Heart Failure More Likely If a Parent Had the Condition
Study shows significant increase in chances of heart failure over 10 years if parents had the disease
WEDNESDAY, July 12 (HealthDay News) -- Patients who have a parent with heart failure are more likely to have left ventricular dysfunction and eventually develop the condition themselves compared with those whose parents do not have heart failure, according to a report in the July 13 issue of the New England Journal of Medicine.
Ramachandran S. Vasan, M.D., of the Boston University School of Medicine and the Framingham Heart Study in Boston, and colleagues examined the cross-sectional association of heart failure in parents in the Framingham Offspring Study cohort. The study included 1,497 offspring with an average age of 57, including 1,039 offspring whose parents did not have heart failure.

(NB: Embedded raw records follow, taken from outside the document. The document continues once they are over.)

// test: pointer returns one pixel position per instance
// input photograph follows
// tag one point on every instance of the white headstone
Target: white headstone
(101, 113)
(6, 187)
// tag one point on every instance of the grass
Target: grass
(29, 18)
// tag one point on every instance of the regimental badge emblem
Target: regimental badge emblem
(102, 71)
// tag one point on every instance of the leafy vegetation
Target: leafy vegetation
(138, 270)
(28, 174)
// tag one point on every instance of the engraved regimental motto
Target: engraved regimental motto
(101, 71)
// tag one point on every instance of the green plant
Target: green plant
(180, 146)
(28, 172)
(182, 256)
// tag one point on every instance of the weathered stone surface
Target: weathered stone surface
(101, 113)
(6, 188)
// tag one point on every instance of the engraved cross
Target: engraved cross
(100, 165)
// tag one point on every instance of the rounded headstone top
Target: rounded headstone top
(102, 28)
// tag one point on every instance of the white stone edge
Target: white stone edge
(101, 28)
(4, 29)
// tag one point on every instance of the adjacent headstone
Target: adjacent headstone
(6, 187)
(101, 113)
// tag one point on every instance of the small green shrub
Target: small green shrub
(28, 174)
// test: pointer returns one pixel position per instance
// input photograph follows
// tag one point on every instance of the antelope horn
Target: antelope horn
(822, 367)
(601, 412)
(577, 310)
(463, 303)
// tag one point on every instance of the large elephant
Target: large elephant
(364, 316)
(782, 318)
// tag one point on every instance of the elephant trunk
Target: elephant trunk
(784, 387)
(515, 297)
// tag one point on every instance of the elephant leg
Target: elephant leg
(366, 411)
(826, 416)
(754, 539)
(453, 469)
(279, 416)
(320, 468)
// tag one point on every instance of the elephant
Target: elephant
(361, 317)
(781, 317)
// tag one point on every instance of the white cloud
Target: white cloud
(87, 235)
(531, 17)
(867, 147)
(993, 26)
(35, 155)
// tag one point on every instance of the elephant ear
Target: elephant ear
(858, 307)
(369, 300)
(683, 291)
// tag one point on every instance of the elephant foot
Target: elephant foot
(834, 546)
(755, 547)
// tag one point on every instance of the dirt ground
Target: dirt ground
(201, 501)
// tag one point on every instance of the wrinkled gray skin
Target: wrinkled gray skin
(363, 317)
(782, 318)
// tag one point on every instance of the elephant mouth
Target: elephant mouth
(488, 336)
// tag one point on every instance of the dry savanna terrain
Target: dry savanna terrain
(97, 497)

The 458 participants who had parents with heart failure were more likely than those who did not to have increased left ventricular mass (26.9 versus 17 percent), left ventricular internal dimensions (23.4 versus 18.6 percent), and left ventricular systolic dysfunction (5.7 versus 3.1 percent). The adjusted 10-year incidence of heart failure was 2.72 percent in subjects who had parents with heart failure compared to 1.62 percent in those whose parents did not.
"Our data emphasize the contribution of familial factors to the heart-failure burden in the community," the authors write. "Provided that parental occurrence of heart failure can be ascertained reliably by a thorough history taking, this information may facilitate early identification of persons at risk for heart failure."